I have indicated below links to our issue tracking document for the issues
that you have raised as substantive. Those that are editorial, I have left
to the editors to decide whether they consider them within their editorial
discretion. I have in some cases recorded a comment against a
different document to the one that inspired it. This reflects my
understanding of the document that 'owns' the specification of a particular
concept.
The document editors may respond further if they need any clarification of
the comment.
Brian
At 14:33 10/03/2003 -0700, C. M. Sperberg-McQueen wrote:
>Colleagues:
>
>With apologies for the delay, I transmit to you herewith the comments
>of the XML Schema Working Group on the various RDF documents published
>in Last Call recently. We congratulate you on the progress of your
>work and hope our comments are useful to you. An HTML version of our
>comments may be found at
>
>http://www.w3.org/XML/Group/2003/03/xml-schema-rdf-notes.html
I'm told this is a link is to a page which is member visible but not public.
[...]
>1.1. Design question, complexity (substantive)
>
> The introduction of pairs consisting of a lexical form and a type (or,
> strictly speaking, a lexical form and a type label) seems at first
> glance to complicate the RDF model somewhat. We have had the
> impression that in other parts of RDF, typing is handled by adding
> further arcs and nodes. If the type of a resource is identified by
> having an arc labeled rdf:type from it to (the URI of) its (RDF) type,
> and if the type of an arc is similarly identified by an arc, then
> surely a reason ought to be given for shifting to a different method
> for typing literal strings. It seems like a dramatic shift in the
> infrastructure of RDF, from "everything is a node, an arc, or a
> literal value" to "everything is a node, an arc, or a typed literal
> value". Perhaps not quite so dramatic, after all. But the question of
> design consistency remains: why not "everything is a typed node, a
> typed arc, or a typed literal"?
Recorded against concepts as
http://www.w3.org/2001/sw/RDFCore/20030123-issues/#xmlsch-01
>1.2. Whitespace handling (schema-related)
>
> Some members of the XML Schema WG have expressed concern that XML
> Schema's rules for whitespace handling may interfere with expected
> behavior in other contexts. This may be the appropriate place to bring
> this question up.
> In brief, XML Schema's simple types each define a whitespace facet,
> which governs the kind of whitespace pre-processing done by an XML
> Schema processor before the lexical form is checked for type validity.

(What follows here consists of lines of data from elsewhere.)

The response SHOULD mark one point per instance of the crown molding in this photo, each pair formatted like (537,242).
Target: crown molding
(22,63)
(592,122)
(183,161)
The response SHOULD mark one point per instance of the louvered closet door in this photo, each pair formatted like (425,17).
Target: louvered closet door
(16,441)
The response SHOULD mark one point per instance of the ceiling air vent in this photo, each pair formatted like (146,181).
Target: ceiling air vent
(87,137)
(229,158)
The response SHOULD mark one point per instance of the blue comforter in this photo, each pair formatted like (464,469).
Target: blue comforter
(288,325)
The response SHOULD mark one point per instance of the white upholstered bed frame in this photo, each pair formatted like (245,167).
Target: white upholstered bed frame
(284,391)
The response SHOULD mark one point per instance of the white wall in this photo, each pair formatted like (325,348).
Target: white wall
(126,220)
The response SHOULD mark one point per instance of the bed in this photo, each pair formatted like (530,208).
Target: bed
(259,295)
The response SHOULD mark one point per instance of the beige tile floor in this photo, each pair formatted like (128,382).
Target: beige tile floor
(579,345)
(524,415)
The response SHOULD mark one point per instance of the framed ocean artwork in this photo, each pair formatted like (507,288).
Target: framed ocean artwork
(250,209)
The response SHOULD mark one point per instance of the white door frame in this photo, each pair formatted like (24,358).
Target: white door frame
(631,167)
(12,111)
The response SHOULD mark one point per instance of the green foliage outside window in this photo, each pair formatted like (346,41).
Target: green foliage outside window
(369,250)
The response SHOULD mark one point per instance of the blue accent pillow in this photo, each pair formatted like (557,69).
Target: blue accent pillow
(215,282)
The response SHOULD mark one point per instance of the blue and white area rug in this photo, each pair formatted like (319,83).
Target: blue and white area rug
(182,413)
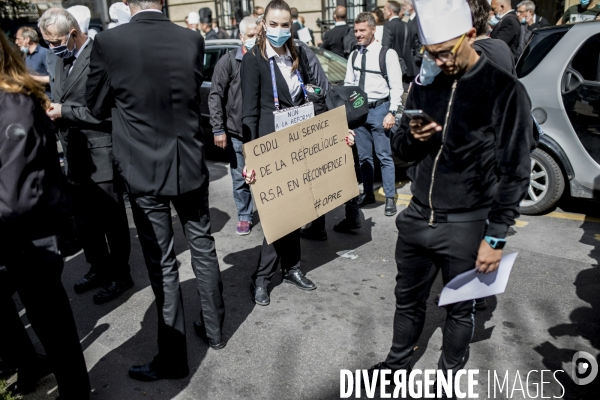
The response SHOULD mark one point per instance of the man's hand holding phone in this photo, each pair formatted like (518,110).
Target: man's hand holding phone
(422,126)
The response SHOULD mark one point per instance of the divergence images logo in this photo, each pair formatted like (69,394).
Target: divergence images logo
(585,368)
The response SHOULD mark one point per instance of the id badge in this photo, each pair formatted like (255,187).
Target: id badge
(291,116)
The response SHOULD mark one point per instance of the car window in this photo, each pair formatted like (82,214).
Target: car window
(540,45)
(211,56)
(333,65)
(586,60)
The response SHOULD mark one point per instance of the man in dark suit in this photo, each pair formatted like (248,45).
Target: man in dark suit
(87,145)
(333,39)
(509,28)
(159,153)
(395,31)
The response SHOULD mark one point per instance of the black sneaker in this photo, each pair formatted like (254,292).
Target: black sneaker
(390,207)
(364,199)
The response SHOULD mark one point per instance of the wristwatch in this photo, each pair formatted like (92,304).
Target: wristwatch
(495,243)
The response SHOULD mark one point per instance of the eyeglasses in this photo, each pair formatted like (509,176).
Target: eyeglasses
(445,56)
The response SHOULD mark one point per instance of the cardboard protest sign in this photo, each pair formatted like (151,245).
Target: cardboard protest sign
(302,172)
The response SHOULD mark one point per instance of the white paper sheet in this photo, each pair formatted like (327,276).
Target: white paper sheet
(304,35)
(471,285)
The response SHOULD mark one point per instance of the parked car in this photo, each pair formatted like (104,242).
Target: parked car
(333,65)
(561,71)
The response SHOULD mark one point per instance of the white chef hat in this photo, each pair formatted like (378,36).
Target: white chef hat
(193,18)
(82,15)
(119,13)
(442,20)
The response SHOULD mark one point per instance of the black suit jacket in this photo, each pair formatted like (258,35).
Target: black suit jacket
(333,39)
(509,31)
(152,90)
(86,140)
(394,34)
(258,102)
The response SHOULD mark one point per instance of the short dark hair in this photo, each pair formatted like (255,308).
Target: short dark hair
(365,17)
(380,17)
(394,6)
(480,10)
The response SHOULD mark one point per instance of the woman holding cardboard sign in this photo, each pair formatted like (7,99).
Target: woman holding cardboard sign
(276,76)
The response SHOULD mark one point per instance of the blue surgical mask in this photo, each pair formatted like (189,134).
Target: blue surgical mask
(429,70)
(63,51)
(278,36)
(248,44)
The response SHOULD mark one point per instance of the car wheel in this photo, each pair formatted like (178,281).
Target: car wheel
(546,184)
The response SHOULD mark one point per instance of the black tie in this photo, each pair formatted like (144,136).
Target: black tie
(363,69)
(68,63)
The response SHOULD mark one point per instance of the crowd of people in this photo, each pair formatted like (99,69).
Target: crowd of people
(127,114)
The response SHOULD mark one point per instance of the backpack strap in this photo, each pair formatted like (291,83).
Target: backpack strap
(234,65)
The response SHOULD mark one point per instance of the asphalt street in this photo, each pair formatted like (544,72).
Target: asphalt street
(296,347)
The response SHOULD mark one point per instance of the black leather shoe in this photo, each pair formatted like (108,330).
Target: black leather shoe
(6,370)
(89,281)
(365,198)
(200,330)
(112,290)
(296,277)
(312,233)
(155,370)
(347,225)
(260,295)
(390,207)
(30,375)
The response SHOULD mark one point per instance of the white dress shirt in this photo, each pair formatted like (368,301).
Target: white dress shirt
(284,63)
(376,86)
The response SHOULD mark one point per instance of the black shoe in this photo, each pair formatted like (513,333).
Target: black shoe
(312,233)
(30,375)
(89,281)
(112,290)
(6,370)
(296,277)
(347,225)
(260,295)
(390,207)
(155,370)
(480,304)
(364,199)
(201,333)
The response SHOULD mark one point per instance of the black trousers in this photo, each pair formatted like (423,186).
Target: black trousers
(105,230)
(421,252)
(35,268)
(16,349)
(287,250)
(152,216)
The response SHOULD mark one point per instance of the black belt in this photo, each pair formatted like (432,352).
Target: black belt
(442,216)
(378,102)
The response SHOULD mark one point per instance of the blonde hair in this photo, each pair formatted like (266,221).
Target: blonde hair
(14,77)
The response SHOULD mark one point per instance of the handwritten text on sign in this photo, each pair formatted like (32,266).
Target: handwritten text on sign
(302,172)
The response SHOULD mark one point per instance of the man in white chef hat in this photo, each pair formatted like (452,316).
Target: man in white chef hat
(83,15)
(469,144)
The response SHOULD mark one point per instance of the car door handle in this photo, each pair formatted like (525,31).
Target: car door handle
(571,81)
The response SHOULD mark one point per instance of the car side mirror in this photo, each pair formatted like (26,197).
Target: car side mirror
(571,81)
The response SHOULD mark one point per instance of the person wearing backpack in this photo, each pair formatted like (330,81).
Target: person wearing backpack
(225,105)
(376,70)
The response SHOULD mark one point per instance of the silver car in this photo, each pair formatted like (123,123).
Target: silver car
(561,71)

> Since the point of whitespace normalization is to simplify subsequent
> processing, the lexical spaces of XML Schema's simple types are (like
> those in many programming languages) defined without reference to the
> preceding whitespace normalization. Integers, for example, are
> represented by sequences of decimal digits; sequences containing
> blanks are not legal lexical forms for integers. Indeed, strictly
> speaking it is only after the whitespace pre-processing is done that
> the XML Schema processor can be said to be working with a lexical form
> at all.
> For example, the integer type has a value of collapse for the
> whitespace facet, which means leading and trailing whitespace is
> stripped, and internal whitespace sequences are reduced to a single
> blank (x20) character. In an XML document in which the element
> exterms:age is defined as having type xs:integer, the following
> instances of exterms:age will all be type-valid:
>
> <exterms:age>27</exterms:age>
> <exterms:age>
> 27
> </exterms:age>
> <exterms:age> 27 </exterms:age>
> <exterms:age> 2<!--* ha, ha, fooled your full-text indexer!
> *-->7 </exterms:age>
>
> The input information set, in each case, contains a character
> information item for "2" followed by a character information item for
> "7", with character information items for whitespace characters, and a
> comment information item, present in some of the examples. In all
> cases, the lexical form proper is the character sequence "27" (i.e.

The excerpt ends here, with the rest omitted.